Forum Moderators: Robert Charlton & goodroi
We have noticed a very large fall-off in Google's spidering of our sites since Sunday. This is happening across two sites, each runs on its own server farm. We are hosted at RackSpace.
We normally get a huge amount of spidering on a daily basis, in the range of 500K to 800K pages spidered daily. It was running ~700K and then dropped down to <20K over the last couple days. Our page rendering times are well within our normal range. We have made no changes to our load balancer.
Is anyone else seeing a similar pattern?
Thanks!
Greg
there is no practical way that I know of to compare cache dates
The number of pages is not really significant - you can still get a sample worth monitoring and even a statistically valid sample from a relatively small amount of dates.
You can check a pattern of pages like home >> category >> subcategory >> page and use that as the basis to figure out the caching cycle your site has.
To my mind, there's a process involved in figuring this out:
- Check that the spidering data is valid (how are you measuring - can we rely on this data?)
- If the data is valid, determine the affected pages (should be part of the measuring process, or at least the data should be collected)
- See if there has been any other impact on the affected pages
As you work through such a process, it often becomes clear where (if at all) any issue worth addressing lies.
1) Our spidering data is captured from the our server logs and then post processed in order to separate out the various bots. We then cross-correlate our firgures to what Google reports in the WMT console to ensure that our data is within the same range as what Google reports(it is). We have been doing this now for about 5 years.

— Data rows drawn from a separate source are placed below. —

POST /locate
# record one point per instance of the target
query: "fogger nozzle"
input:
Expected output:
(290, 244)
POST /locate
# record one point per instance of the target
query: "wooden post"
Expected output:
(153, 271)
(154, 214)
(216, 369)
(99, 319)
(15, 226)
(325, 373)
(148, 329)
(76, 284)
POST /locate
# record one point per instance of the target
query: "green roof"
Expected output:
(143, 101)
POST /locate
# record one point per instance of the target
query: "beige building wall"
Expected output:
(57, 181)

2) Since we do not have a process that goes out and looks at a sample set of pages to see their cache timestamp and to measure how often those are updated, I don't know how this would be useful for the current situation. It makes sense to set this up to monitor results going forward.
Thanks
Greg
The way I interpret your question is that Google is spidering less than in the past few months, and should this be something to be concerned about.

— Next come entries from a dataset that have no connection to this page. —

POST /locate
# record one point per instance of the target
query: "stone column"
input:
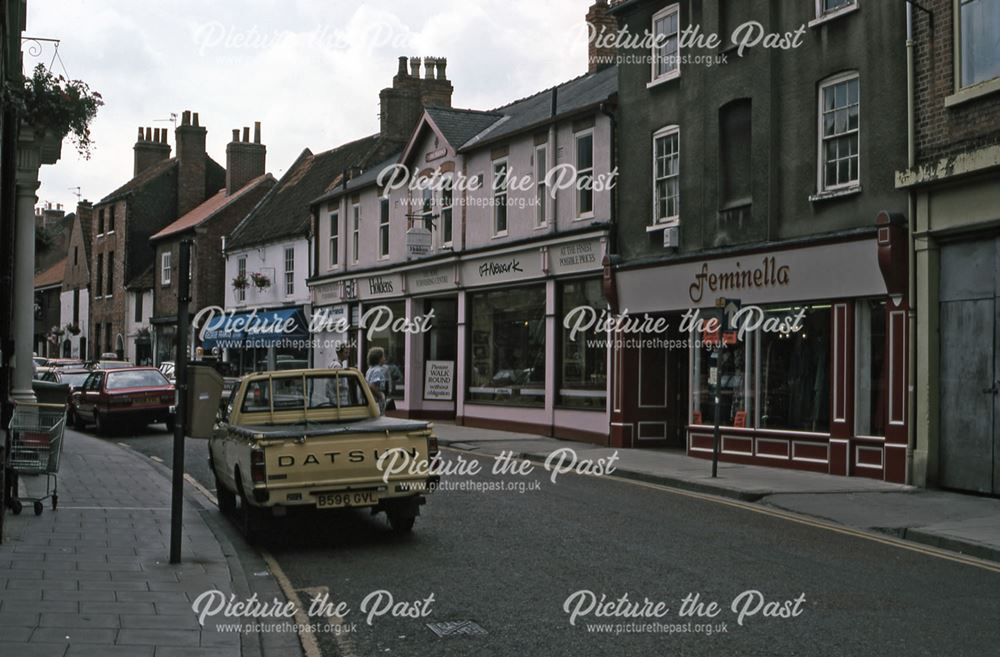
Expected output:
(24, 290)
(33, 150)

With that much data, you should be able to see whether this change fits within standard deviation, and so is not something to be unduly concerned about - the sort of pattern g1smd mentions.

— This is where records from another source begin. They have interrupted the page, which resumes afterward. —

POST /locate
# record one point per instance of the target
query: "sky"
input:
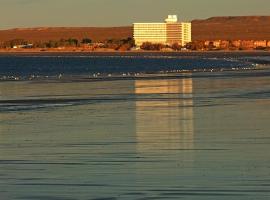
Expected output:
(100, 13)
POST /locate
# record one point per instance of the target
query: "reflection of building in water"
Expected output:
(164, 114)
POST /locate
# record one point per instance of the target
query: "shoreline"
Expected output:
(132, 52)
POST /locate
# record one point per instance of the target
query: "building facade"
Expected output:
(167, 33)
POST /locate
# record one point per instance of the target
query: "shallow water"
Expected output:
(202, 137)
(186, 135)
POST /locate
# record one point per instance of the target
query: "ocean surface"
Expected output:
(135, 126)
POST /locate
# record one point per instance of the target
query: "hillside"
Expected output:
(46, 34)
(233, 28)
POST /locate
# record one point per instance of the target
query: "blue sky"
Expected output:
(36, 13)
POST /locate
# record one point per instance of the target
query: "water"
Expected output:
(192, 135)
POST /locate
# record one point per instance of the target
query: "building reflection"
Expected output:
(164, 115)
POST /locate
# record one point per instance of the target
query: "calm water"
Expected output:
(197, 135)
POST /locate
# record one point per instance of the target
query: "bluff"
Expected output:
(226, 28)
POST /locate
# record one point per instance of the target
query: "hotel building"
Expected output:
(168, 33)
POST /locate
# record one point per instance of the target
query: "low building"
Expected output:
(260, 43)
(167, 33)
(247, 44)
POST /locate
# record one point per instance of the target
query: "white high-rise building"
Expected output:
(168, 33)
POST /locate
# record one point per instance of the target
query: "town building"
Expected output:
(167, 33)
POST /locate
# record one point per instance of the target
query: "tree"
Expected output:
(86, 41)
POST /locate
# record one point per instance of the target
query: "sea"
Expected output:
(138, 126)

If you can connect it with some kind of quality statistic (ranging from cache date all the way up to conversions) you can judge if it has had any impact worth responding to.
Remember that on a busy forum such as this one, and on an index of billions of pages, lots of people will be experiencing less frequent spidering at the same time as you, but that doesn't necessarily mean that the causes are the same.
Our spidering started picking up steam again late yesterday, so it looks like things are on the mend.
Andy-
This was WAY out of the standard deviation. Our normal range is 600K to 900K pages spidered a day. On some very rare occasions (like 2x per year) that might drop to 200K, but what we saw on Sunday and Monday was 20K. So we are talking several standard deviations off.
However, as mentioned above and consistent with eeek's experience, things are turning back up again.
Thanks!
Greg
regards,
KMS11